Of course, we both agree now that we couldn’t have been more wrong. Therapy was a game-changer for us.
You know those marital ruts you find yourself in that you truly never think you’ll be able to master? We had those. Thanks to therapy (and open hearts that were willing to receive guidance), we don’t anymore. The things we never thought would change? They changed. It turns out therapy is for healthy people. Some of my favorite counseling sessions have been when I feel like my life and marriage are strong – and I go anyway. Never underestimate the power of your next session! Even if…
Excuse #2: You already have wise people in your life.
Another excuse I consistently made was that my parents are incredibly loving and extra-ordinary. My extended family members are a wealth of wisdom. My friends are some of the most inspiring people I know. I read books like crazy. And yet – please hear me – all of these things are wonderful blessings and they serve incredible purposes, but they are not the same as professional therapy. No matter how much I’ve benefited from the wise people in my life, my breakthrough finally came when I saw a professional – and not before. I think this is what surprised me most. Because…
Excuse #3: I’ve been disappointed by therapists in the past.
If you’ve had a bad experience, I’m sympathetic. I have, too. But that doesn’t mean you should write all therapists off forever. I met with a counselor in college who did not particularly help me. I saw a psychiatrist during my most-anxious post-partum season who also left barely an impression at all. I did not keep going to these therapists once I realized I was not being transformed by my time with them. I didn’t feel like it was worth my time or my money. However, I’m so glad I didn’t give up completely! Now my life will never be the same.
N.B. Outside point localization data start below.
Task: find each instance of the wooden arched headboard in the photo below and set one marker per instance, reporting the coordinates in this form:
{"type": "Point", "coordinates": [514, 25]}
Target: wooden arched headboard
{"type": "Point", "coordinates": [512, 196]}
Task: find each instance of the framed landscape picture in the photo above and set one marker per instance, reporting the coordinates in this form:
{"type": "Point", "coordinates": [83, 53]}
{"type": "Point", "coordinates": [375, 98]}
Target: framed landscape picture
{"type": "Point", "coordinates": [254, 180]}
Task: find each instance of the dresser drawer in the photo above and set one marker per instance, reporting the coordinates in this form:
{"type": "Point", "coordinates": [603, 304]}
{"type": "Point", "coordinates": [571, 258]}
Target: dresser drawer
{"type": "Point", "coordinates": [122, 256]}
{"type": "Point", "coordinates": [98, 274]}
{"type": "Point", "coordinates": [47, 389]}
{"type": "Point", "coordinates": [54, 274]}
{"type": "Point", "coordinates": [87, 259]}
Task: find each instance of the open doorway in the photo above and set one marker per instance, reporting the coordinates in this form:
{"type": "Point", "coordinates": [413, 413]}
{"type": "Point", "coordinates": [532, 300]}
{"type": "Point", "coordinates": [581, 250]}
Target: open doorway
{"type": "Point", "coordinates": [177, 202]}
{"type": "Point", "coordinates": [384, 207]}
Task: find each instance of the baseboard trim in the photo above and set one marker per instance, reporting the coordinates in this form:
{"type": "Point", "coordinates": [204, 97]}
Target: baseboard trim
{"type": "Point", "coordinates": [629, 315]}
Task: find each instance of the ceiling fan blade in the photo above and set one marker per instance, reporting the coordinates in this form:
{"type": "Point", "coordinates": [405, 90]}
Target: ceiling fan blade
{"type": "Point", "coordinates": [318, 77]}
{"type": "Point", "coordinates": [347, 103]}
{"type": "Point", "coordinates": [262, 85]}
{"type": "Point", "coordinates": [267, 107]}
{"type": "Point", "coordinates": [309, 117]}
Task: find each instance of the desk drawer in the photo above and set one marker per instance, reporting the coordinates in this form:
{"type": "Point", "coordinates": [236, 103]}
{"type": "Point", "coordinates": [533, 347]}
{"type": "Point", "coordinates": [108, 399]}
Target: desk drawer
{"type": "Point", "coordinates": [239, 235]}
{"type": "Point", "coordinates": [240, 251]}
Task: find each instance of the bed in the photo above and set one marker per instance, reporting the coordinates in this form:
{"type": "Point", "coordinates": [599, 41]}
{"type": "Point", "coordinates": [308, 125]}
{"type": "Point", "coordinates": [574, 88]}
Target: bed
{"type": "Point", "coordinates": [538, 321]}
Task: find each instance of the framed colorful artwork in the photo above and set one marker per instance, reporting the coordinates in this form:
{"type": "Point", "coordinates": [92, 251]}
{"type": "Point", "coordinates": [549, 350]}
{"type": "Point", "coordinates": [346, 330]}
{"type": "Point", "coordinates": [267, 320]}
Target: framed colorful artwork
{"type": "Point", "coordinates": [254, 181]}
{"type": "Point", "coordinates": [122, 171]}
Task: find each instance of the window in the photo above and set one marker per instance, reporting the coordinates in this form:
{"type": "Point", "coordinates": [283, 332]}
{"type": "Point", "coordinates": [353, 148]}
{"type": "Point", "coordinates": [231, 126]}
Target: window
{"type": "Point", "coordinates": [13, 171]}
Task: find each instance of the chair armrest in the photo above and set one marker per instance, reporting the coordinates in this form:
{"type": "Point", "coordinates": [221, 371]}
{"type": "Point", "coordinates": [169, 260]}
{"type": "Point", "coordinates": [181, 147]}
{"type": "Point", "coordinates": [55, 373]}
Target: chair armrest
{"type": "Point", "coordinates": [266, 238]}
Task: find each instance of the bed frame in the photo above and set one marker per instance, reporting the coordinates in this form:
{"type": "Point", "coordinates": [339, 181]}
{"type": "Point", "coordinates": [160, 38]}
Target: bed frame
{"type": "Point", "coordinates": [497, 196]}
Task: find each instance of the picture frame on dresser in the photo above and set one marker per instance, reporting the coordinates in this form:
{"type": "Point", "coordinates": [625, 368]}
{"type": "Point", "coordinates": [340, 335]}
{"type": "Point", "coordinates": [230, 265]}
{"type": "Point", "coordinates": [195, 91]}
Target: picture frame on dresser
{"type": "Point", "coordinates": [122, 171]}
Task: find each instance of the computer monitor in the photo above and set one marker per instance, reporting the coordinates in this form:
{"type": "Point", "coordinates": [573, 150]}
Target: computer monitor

Excuse #4 : Therapy is too expensive (or, not worth the money).
This might have been my favorite excuse. I assumed my health insurance wouldn’t cover it. After all, isn’t therapy more of a luxury than a need?
Filled with doubt and trepidation, I called the mental health number on the back of my insurance card to find out what exactly would be covered. This simple phone call taught me I would pay all of $25 for each session. I regularly drop this much on coffee in a month! There are also many therapists who offer sliding scales for low-income patients or patients without insurance, so don’t assume therapy is out of reach for financial reasons.
To those of you who find yourselves in the same pit I, myself, was in – this is for you. It’s also for your children; not only will they receive a healthier mother as a result, they will be less afraid of therapy in the future, feeling free to seek out every tool possible for their “toolboxes” when life’s challenges come their way. Perhaps it’s time to stop making excuses and give therapy a try. It might just be the one of the best decisions you’ll ever make!